Multilayer clouds: The current CBH/CGT products are still optimized to single-layer clouds.
Opportunities for improvement of techniques for multi-layered systems will involve satellite/model
fusion and ML techniques.
We have applied ML/AI to detect the presence of low clouds using ABI bands and
NWP model humidity fields trained against the “truth” from co-located CloudSat radar and CALIPSO lidar
observations.
We will attempt to expand this research for a better representation
of lower level cloudiness over the globe by applying ML models to various sensors through channel
adjustments and input optimization.
Nighttime clouds: we will adopt a data-fusion approach, utilizing VIIRS Day/Night Band (DNB) lunar
reflectance with numerical weather prediction (NWP) model, IR, and microwave for nighttime retrievals.

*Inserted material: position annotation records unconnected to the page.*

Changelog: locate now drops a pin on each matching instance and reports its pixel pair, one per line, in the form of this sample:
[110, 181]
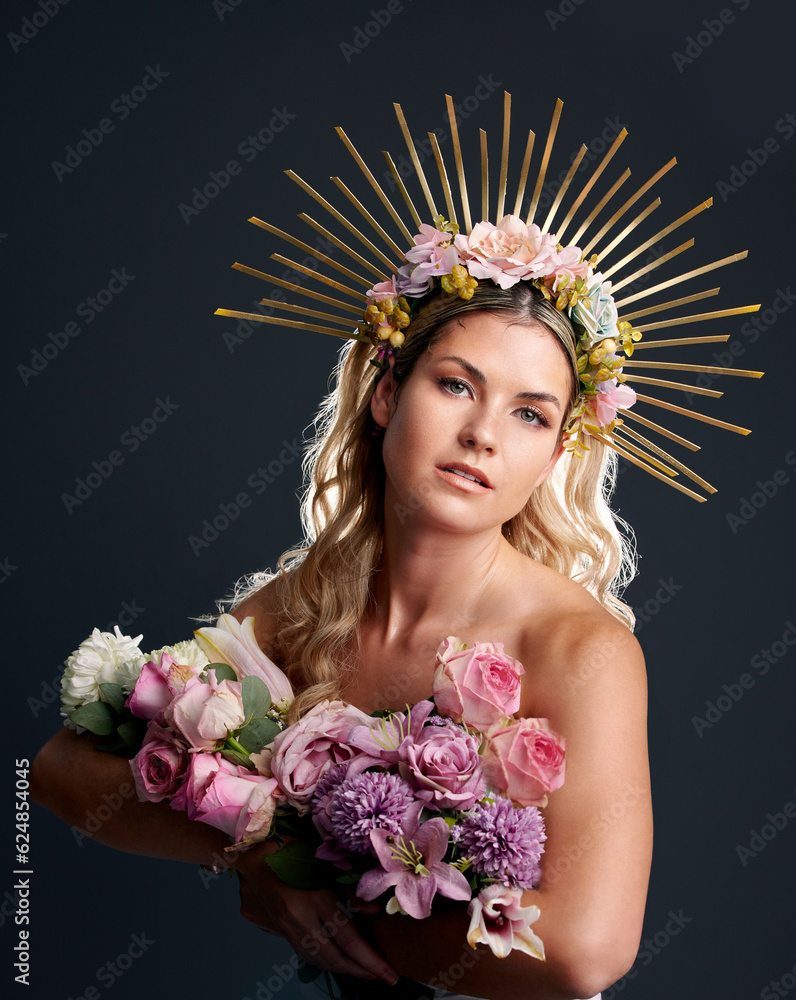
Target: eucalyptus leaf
[256, 697]
[297, 865]
[258, 733]
[237, 758]
[97, 717]
[114, 695]
[224, 672]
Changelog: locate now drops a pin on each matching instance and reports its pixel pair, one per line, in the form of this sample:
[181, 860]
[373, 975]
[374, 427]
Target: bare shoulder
[574, 650]
[262, 604]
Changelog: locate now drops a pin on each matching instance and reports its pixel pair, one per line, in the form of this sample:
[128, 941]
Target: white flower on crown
[596, 312]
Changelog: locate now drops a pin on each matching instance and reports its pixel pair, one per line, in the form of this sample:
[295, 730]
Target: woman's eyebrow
[478, 376]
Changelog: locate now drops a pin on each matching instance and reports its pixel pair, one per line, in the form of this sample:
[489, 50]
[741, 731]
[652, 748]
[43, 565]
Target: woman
[462, 514]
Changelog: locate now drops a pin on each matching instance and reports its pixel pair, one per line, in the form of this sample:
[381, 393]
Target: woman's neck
[429, 579]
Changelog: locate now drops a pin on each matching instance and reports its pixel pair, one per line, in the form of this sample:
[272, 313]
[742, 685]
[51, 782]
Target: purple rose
[159, 766]
[443, 767]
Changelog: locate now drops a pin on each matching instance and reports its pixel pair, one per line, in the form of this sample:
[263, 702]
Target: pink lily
[415, 867]
[234, 643]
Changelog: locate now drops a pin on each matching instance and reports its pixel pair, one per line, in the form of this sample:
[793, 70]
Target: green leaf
[297, 865]
[132, 732]
[97, 717]
[224, 672]
[258, 733]
[256, 697]
[237, 757]
[113, 694]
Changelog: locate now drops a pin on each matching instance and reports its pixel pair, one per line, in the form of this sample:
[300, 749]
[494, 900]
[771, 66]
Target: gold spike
[416, 162]
[710, 369]
[590, 184]
[651, 310]
[369, 218]
[658, 236]
[692, 413]
[401, 187]
[320, 256]
[289, 307]
[443, 175]
[457, 154]
[651, 459]
[648, 468]
[697, 318]
[298, 288]
[599, 207]
[626, 232]
[682, 341]
[374, 184]
[340, 218]
[697, 390]
[504, 156]
[652, 266]
[296, 324]
[484, 176]
[629, 204]
[346, 249]
[661, 453]
[551, 135]
[563, 189]
[319, 277]
[629, 415]
[682, 277]
[526, 162]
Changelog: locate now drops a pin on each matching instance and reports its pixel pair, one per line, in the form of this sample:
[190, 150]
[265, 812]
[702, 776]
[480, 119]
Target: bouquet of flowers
[442, 798]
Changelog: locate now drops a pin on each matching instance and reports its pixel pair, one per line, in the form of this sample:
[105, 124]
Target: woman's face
[487, 401]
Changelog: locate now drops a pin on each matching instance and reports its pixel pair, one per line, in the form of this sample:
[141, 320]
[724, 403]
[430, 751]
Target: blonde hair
[324, 584]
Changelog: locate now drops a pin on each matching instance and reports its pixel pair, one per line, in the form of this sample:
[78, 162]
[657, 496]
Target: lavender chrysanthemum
[504, 843]
[369, 801]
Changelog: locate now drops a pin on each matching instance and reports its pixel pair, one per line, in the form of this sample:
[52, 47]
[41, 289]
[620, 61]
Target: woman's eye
[454, 385]
[532, 417]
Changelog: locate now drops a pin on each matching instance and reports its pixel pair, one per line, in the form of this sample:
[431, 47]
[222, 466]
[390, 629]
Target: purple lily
[414, 866]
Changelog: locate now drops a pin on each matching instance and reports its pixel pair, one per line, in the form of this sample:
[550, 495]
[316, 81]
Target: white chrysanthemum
[103, 658]
[188, 652]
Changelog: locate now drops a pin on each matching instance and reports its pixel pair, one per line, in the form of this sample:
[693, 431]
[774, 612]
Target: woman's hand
[317, 923]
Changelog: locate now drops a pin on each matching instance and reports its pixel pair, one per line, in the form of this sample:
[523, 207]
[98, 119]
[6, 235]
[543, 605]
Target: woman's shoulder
[261, 598]
[568, 641]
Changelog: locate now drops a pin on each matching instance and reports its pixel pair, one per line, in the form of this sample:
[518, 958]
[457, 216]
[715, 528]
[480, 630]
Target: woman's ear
[382, 400]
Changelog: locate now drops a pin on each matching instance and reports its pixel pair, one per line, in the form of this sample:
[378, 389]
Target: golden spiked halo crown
[382, 264]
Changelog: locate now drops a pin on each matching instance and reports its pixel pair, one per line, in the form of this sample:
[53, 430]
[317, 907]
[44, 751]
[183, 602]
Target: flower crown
[507, 253]
[456, 255]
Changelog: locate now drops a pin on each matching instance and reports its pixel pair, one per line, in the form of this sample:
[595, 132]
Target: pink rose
[305, 751]
[239, 802]
[507, 253]
[159, 765]
[525, 760]
[203, 713]
[157, 684]
[479, 685]
[443, 767]
[498, 919]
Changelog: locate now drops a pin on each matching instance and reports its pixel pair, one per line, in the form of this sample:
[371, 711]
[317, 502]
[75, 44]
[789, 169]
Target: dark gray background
[225, 69]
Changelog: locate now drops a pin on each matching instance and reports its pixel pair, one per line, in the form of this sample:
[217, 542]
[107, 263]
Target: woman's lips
[460, 481]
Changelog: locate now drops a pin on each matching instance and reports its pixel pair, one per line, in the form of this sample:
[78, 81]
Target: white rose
[188, 653]
[103, 658]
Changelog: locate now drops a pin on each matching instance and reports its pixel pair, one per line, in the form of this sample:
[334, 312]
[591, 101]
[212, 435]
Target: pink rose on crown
[508, 252]
[477, 685]
[525, 761]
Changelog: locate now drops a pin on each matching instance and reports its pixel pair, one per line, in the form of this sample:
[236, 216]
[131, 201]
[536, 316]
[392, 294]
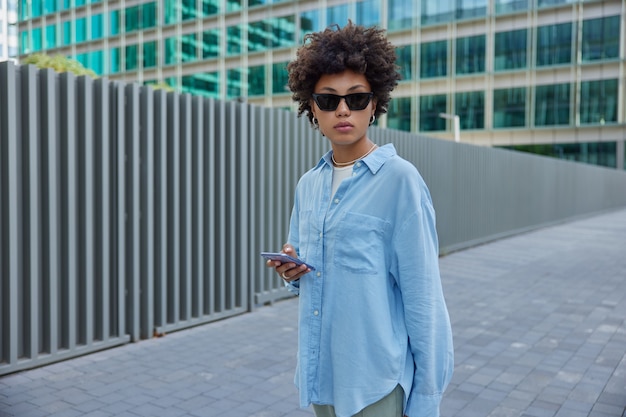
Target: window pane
[601, 38]
[256, 81]
[309, 22]
[470, 55]
[552, 105]
[280, 78]
[430, 108]
[437, 11]
[509, 107]
[554, 44]
[211, 44]
[337, 15]
[466, 9]
[399, 114]
[97, 31]
[188, 47]
[405, 62]
[470, 107]
[368, 12]
[508, 6]
[150, 54]
[434, 59]
[81, 29]
[598, 101]
[131, 58]
[233, 83]
[51, 37]
[233, 38]
[510, 50]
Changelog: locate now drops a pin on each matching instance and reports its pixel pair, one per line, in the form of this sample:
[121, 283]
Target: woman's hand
[288, 271]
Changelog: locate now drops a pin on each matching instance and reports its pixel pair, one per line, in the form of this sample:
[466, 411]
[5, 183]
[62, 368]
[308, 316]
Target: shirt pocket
[360, 244]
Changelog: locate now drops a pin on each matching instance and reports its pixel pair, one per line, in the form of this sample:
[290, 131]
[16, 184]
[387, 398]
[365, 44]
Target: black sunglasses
[355, 101]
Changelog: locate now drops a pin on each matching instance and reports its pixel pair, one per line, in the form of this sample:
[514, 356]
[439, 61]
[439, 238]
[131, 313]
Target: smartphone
[284, 258]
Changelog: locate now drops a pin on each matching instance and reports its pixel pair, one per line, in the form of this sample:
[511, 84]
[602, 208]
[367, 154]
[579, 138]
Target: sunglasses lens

ML methods will be explored to calculate cloud water path for improved nighttime CGT. We will also
attempt to develop synthetic Day/Night Band adopting AI/ML techniques, leveraging CIRA’s Proxy VIS
research.
Transition to GeoIPS: Products developed as a part of this project are required to be transitioned
to the Navy through integration with the Geolocated Information Processing System (GeoIPS).
AI-based cloud water profile estimation: Multi-output learning, in particular, holds promise as a
method of retrieving entire profiles of hydrometeor occurrence from passive satellite imagery, and we will
explore ways to use this to supplement our current approach in problematic multilayer situations.

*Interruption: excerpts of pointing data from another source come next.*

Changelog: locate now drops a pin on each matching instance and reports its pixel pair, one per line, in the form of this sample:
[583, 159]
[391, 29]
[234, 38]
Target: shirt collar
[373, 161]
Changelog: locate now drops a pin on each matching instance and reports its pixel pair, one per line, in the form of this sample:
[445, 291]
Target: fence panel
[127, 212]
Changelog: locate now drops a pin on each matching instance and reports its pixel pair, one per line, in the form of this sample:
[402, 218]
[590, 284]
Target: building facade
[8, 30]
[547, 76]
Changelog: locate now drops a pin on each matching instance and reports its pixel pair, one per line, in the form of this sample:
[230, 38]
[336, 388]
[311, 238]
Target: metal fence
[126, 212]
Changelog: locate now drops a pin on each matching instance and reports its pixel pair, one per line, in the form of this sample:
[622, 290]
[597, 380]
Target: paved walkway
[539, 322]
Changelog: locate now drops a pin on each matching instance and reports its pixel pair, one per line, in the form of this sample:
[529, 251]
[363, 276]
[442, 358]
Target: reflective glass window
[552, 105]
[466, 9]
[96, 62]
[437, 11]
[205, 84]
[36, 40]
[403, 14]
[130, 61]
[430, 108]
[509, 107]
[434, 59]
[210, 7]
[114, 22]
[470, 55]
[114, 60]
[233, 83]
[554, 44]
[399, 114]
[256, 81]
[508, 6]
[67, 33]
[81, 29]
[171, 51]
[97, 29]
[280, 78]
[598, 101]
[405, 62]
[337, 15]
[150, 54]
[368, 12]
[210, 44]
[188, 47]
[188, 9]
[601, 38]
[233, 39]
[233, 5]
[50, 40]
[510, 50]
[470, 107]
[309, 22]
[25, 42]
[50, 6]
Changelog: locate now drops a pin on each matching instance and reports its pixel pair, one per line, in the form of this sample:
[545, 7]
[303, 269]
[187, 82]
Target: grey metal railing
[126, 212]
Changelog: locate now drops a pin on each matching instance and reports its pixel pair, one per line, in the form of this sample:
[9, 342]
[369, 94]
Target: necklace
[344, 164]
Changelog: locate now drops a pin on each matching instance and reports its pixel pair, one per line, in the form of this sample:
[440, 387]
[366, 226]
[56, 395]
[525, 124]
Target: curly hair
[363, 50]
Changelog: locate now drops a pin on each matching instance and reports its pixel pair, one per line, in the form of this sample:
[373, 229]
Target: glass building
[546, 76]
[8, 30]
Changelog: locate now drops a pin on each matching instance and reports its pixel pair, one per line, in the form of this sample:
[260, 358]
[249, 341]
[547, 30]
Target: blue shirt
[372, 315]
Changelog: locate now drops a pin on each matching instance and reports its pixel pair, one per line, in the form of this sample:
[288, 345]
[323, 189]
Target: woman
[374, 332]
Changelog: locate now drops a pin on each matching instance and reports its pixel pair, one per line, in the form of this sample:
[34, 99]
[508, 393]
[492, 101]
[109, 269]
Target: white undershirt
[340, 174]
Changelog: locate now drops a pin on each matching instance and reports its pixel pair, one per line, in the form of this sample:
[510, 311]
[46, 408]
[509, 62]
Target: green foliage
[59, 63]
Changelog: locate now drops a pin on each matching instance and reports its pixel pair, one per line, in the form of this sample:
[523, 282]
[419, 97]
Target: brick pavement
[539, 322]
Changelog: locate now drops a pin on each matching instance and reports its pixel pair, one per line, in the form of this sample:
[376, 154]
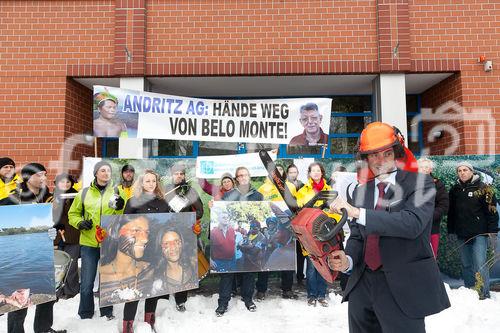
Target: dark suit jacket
[404, 229]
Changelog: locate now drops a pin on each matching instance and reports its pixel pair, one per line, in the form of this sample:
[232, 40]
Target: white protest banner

AI-based global hi-resolution microwave data and synthetic radar data: We have developed deep
learning approaches to produce hi-resolution microwave data (89-GHz Imagery generation from geostationary
satellites) and synthetic radar reflectivity (GREMLIN that fuses ABI and GLM data). We will expand these
efforts to achieve global coverage.
D-CFLOS: The Probability of Cloud-Free-Line-of-Sight (PCFLOS) is a tool to calculate the probability
that a visible line-of-sight exists through the atmosphere between an observer and a target potentially
obstructed by clouds, which is an effective measure to characterize the cloud environment and determine
the safest altitude to fly while still maintaining a view of ground targets.
Leveraging CIRA’s research to develop global PCFLOS climatologies using CloudSat/CALIPSO observations,
we will introduce a new deterministic version based on the 3D cloud structure information.
The “D-CFLOS” estimate, will be practically instantaneous on a global scale, and can be used to support
model forecasts of cloud cover (e.g., model verification and initialization).
Short-term advection: We will explore the potential of CIRA’s Dense Optical Flow research in the
context of producing enhanced temporal resolution 3D fields between the standard analysis times, as well as
potential short-term advection of the analysis field utilizing model data fusion.